Trusting refractometer calibration solution; in my defense, it was brand new though.

I noticed the corals were looking worse each week over the course of a couple of months. One by one, I made changes to my system, trying to figure out what was wrong. After many changes, I finally took some water to get tested and found out my salinity was 40 ppt.
 
Knocked the temperature controller out of the water and did not catch it untill temps were in the 90's, after stocking with a ton of coral and fish I bought from a member's massive tank breakdown.
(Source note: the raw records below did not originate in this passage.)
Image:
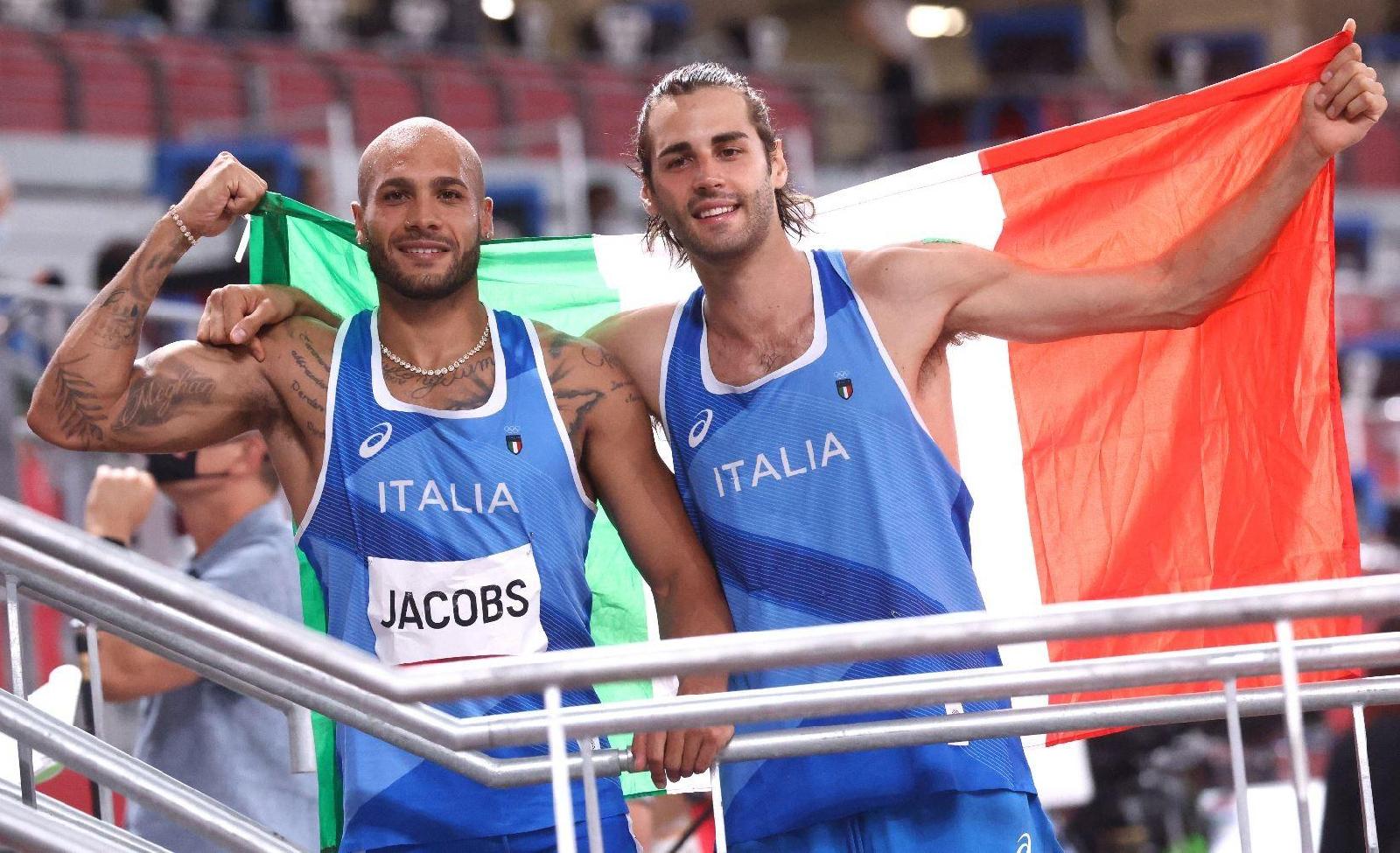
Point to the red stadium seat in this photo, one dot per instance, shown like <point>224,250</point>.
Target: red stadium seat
<point>609,101</point>
<point>455,93</point>
<point>378,94</point>
<point>114,91</point>
<point>202,84</point>
<point>536,100</point>
<point>35,95</point>
<point>293,91</point>
<point>786,105</point>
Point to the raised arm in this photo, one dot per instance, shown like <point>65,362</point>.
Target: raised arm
<point>620,461</point>
<point>95,395</point>
<point>966,289</point>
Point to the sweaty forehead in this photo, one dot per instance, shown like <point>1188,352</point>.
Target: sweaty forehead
<point>697,116</point>
<point>419,151</point>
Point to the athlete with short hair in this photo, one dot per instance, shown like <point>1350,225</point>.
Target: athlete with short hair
<point>807,402</point>
<point>441,461</point>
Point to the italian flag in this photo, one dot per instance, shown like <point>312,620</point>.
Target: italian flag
<point>1101,466</point>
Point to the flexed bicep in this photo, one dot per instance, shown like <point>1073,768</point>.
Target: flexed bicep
<point>181,396</point>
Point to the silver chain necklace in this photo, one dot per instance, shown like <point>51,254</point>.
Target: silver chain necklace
<point>438,372</point>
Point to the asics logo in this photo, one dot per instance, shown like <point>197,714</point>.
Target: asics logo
<point>377,440</point>
<point>702,428</point>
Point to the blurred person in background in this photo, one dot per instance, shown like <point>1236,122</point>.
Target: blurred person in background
<point>539,430</point>
<point>6,198</point>
<point>753,353</point>
<point>228,745</point>
<point>1341,829</point>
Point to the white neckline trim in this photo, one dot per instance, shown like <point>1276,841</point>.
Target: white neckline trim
<point>387,401</point>
<point>331,416</point>
<point>812,353</point>
<point>559,419</point>
<point>665,363</point>
<point>839,262</point>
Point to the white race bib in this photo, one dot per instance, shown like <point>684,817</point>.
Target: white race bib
<point>444,611</point>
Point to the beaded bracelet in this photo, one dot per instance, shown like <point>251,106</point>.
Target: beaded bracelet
<point>179,224</point>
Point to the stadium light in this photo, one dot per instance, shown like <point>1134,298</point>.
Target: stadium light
<point>499,10</point>
<point>935,21</point>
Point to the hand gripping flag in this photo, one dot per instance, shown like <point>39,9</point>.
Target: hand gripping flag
<point>1101,466</point>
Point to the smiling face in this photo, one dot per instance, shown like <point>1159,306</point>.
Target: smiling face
<point>711,179</point>
<point>422,213</point>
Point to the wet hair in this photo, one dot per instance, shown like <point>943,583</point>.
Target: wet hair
<point>794,207</point>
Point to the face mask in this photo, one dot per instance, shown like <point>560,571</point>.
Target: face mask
<point>172,468</point>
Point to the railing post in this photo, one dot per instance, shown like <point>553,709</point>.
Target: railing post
<point>592,814</point>
<point>11,605</point>
<point>721,843</point>
<point>301,740</point>
<point>104,794</point>
<point>1294,720</point>
<point>564,832</point>
<point>1368,804</point>
<point>1236,764</point>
I lost just about everything I had bought from the member.
 
Not really something I've done to the tank but dumb nonetheless. After a few weeks of using my Hannah calcium checker and used to seeing the purple/blue color, one day I freaked out because the color was red and read 200 ppm. Did the test twice and same reading. Couldnt find anything online for this irregularity so I used one of those reef calculators to see how much calcium chloride I would need to raise it from 200 to 400. Thankfully I noticed (just in time) that i didnt see my pipette out. Forgot to add the water sample.
 
Not getting the largest tank possible when restarting the hobby. I have been through too many tank moves in the last year, now I am at a RS 250 and WB 70.2 which I decided needed to be tied together to a basement sump. Should have started with one big tank and saved myself a lot of time, effort and money. Oh well....
 
It's funny to me that I've done almost everything on this thread thus far... Why oh why do I learn the hard way?? :(

Try to learn from our mistakes folks!